Make asyncio done callbacks consistent between Futures and Tasks (original) (raw)
February 16, 2024, 8:14pm 1
With asyncio tasks, the done callbacks are called by the time they are awaited. However, a future’s callbacks are instead scheduled separately on the event loop with call_soon
. So by the time a future has been awaited, its done callback has not been called.
Having used tasks more frequently, I found this really unintuitive. The problem I ran into is an event loop that was starved by many already-complete futures. Even though I’m calling await future
, its not actually awaiting anything and going back to the event loop; so all those done callbacks kept piling up and eating up memory.
My proposal would be to make futures resolve their callbacks whenever the future is first awaited. That gives the same behavior as tasks, its intuitively how we think of await (e.g. all processing, including callbacks have completed), and doesn’t have the problem with callbacks piling up.
Simple example of the inconsistency:
import asyncio
async def main():
# using future
future = asyncio.get_running_loop().create_future()
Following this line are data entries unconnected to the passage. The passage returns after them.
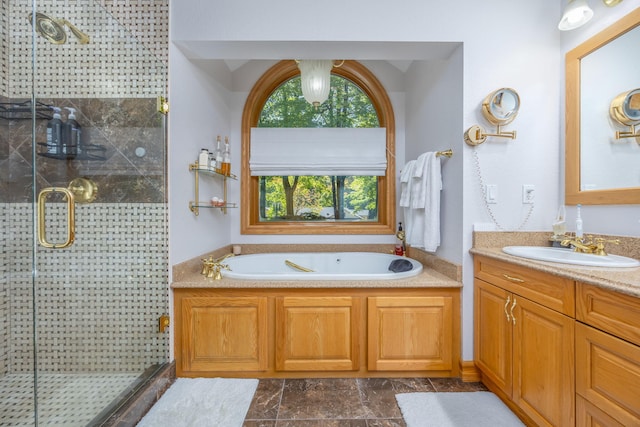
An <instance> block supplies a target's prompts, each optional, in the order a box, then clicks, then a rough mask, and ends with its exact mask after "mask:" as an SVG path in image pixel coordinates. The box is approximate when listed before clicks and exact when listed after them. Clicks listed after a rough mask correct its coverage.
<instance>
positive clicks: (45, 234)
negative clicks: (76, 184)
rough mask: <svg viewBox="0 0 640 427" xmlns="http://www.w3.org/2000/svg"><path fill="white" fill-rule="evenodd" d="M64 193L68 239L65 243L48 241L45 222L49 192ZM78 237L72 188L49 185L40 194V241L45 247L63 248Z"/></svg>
mask: <svg viewBox="0 0 640 427" xmlns="http://www.w3.org/2000/svg"><path fill="white" fill-rule="evenodd" d="M54 193H62V194H64V195H65V196H66V198H67V240H66V241H65V242H63V243H51V242H49V241H47V227H46V223H45V215H46V201H47V197H48V196H49V194H54ZM75 237H76V214H75V197H74V195H73V193H72V192H71V190H69V189H67V188H62V187H48V188H45V189H43V190H42V191H40V194H38V242H39V243H40V245H41V246H43V247H45V248H53V249H62V248H66V247H68V246H71V245H72V244H73V241H74V240H75Z"/></svg>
future.add_done_callback(lambda r: print("future done callback"))
future.set_result("done")
print("future processed")
await future
print("future awaited (1)")
await future
print("future awaited (2)")
# using task
async def coroutine():
print("task processed")
task = asyncio.create_task(coroutine())
task.add_done_callback(lambda r: print("task done callback"))
await task
print("task awaited (1)")
await task
print("task awaited (2)")
asyncio.run(main())
Output:
future processed
future awaited (1)
future awaited (2)
future done callback
task processed
task done callback
task awaited (1)
task awaited (2)
elis.byberi (Elis Byberi) February 16, 2024, 10:57pm 2
…the callback is called as soon as the task is done, regardless of whether you have awaited the task or not.
elis.byberi (Elis Byberi) February 17, 2024, 9:39pm 3
So, the task need not be awaited; that’s why it is executed soon after it is created. On the other hand, the future needs to be awaited, and as per scheduling of the callback, I believe it’s the right choice to schedule them to be executed in the event loop’s next iteration. That will help make the program non-blocking.
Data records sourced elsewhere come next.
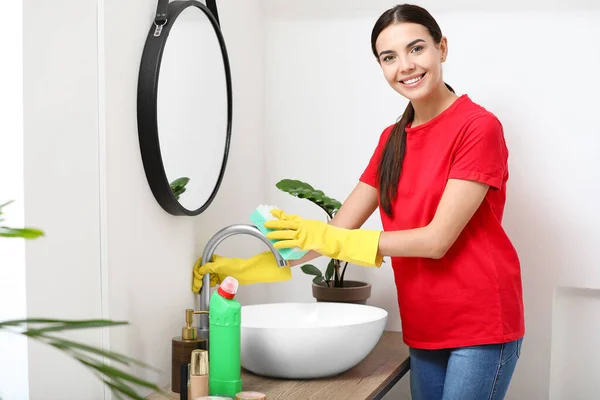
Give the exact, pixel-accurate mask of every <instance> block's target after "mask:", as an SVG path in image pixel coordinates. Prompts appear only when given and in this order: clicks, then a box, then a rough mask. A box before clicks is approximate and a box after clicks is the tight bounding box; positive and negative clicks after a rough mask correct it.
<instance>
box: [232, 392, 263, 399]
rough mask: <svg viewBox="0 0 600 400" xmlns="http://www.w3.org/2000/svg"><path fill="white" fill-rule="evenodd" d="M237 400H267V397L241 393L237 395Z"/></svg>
mask: <svg viewBox="0 0 600 400" xmlns="http://www.w3.org/2000/svg"><path fill="white" fill-rule="evenodd" d="M235 400H267V395H266V394H264V393H260V392H240V393H238V394H236V395H235Z"/></svg>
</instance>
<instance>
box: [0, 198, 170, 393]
mask: <svg viewBox="0 0 600 400" xmlns="http://www.w3.org/2000/svg"><path fill="white" fill-rule="evenodd" d="M10 203H11V202H8V203H4V204H1V205H0V237H5V238H23V239H36V238H38V237H40V236H43V235H44V232H43V231H41V230H39V229H34V228H10V227H7V226H2V221H3V219H2V209H3V207H5V206H7V205H8V204H10ZM126 324H127V322H119V321H111V320H61V319H48V318H29V319H22V320H13V321H0V332H1V331H5V332H11V333H16V334H22V335H25V336H26V337H28V338H30V339H34V340H37V341H40V342H42V343H46V344H48V345H50V346H52V347H54V348H56V349H58V350H61V351H63V352H64V353H65V354H67V355H69V356H71V357H73V358H74V359H76V360H77V361H79V362H80V363H81V364H83V365H85V366H86V367H88V368H89V369H90V370H91V371H92V372H93V373H94V374H95V375H96V376H97V377H98V378H99V379H100V380H101V381H102V382H104V384H105V385H106V386H107V387H108V388H109V389H110V390H111V392H112V394H113V395H114V396H115V398H116V399H124V398H130V399H135V400H143V399H144V397H143V396H141V395H139V394H138V393H137V391H136V390H135V387H137V386H139V387H143V388H146V389H152V390H154V391H159V392H162V390H161V389H160V388H159V387H158V386H157V385H155V384H153V383H151V382H147V381H145V380H143V379H140V378H137V377H135V376H133V375H131V374H129V373H127V372H125V371H123V370H121V369H119V368H117V367H115V366H112V365H109V364H107V363H105V360H108V361H110V362H111V363H112V364H114V365H118V364H121V365H125V366H128V365H138V366H142V367H145V368H149V367H148V366H147V365H145V364H143V363H141V362H139V361H136V360H134V359H132V358H129V357H127V356H124V355H122V354H118V353H114V352H111V351H106V350H104V349H101V348H97V347H93V346H89V345H86V344H84V343H80V342H76V341H73V340H67V339H64V338H61V337H57V336H56V334H57V333H60V332H65V331H72V330H78V329H91V328H104V327H114V326H119V325H126ZM0 389H1V388H0ZM0 400H1V397H0Z"/></svg>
alicederyn (Alice) February 17, 2024, 10:43pm 4
I’m not sure “we” think of await this way necessarily. I think of callbacks as being cleanup work that should happen soon after the task/future is done but with no guarantee as to absolute ordering. If I wanted to guarantee ordering, I would expect to wrap the task/future in another task/future that guaranteed the “callback” work was done.
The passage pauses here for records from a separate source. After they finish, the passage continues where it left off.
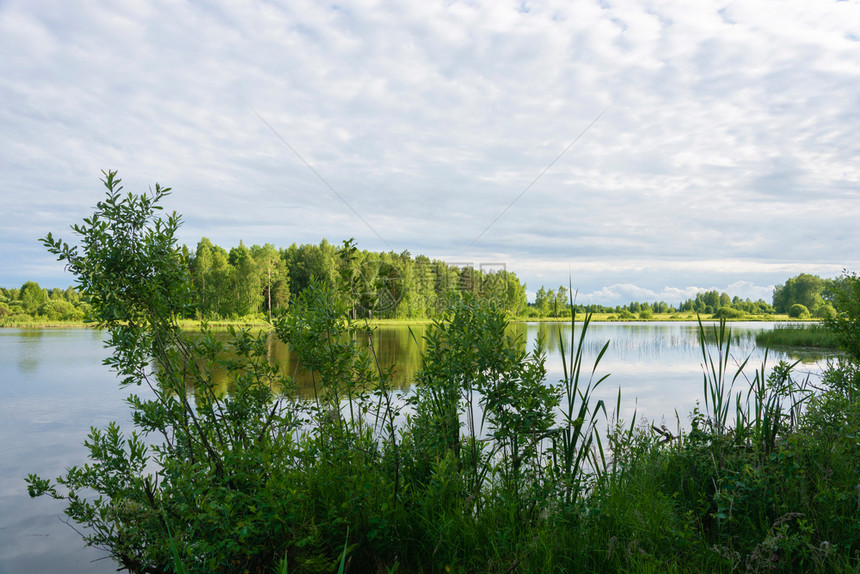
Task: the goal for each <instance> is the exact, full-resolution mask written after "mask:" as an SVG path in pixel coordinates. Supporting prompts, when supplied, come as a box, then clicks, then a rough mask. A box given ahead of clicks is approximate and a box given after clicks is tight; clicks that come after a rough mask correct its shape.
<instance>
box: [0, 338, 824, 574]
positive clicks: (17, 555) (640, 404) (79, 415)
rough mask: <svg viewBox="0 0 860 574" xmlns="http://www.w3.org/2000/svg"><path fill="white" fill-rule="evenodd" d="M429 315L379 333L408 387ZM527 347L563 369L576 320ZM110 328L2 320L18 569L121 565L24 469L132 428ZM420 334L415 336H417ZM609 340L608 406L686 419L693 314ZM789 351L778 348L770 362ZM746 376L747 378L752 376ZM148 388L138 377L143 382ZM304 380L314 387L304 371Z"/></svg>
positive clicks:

Would wrapping solve your issues? Without knowing what you are placing in your callbacks it’s hard to know in the abstract why you are expecting them to work this way.
Azmisov (Isaac Nygaard) February 18, 2024, 2:41am 5
Alright, it looks like I was mistaken… futures and tasks are consistent after all.
I had assumed a task’s done_callback
s were called in a blocking manner immediately when the task completes. I had observed behavior consistent with that assumption and made a generalization that that was always the case. Then when using futures (which are optimized to not yield to the event loop on await), I observed done_callback
being called in the non-blocking call_soon
manner. But I did some more precise tests now and I’m seeing tasks are calling their callbacks using call_soon
as well (probably using futures internally I guess).
@alicederyn Here was the issue I ran into, essentially something like this:
# data listener
def next_data()
data = loop.create_future()
data.set_done_callback(free_queued_resources)
# immediately available? (branch often taken)
if data_already_queued:
data.set_result(queued_data.copy())
else:
provide_when_available(data)
return data
# data consumer
while True:
await next_data()
The await next_data()
doesn’t yield to the event loop, since data is already available. So the done callback (freeing resources) is starved, never run, and memory usage keeps increasing. The code was written on the assumption that done_callback
s get called by the time the future is awaited, which is why we get the problem. The code’s already been altered to fix the issue, so no need to troubleshoot. I was mainly posting to mention this behavior was unintuitive and seemed (falsely) to be inconsistent with Task behavior…
alicederyn (Alice) February 18, 2024, 9:48am 6
Thanks for the update!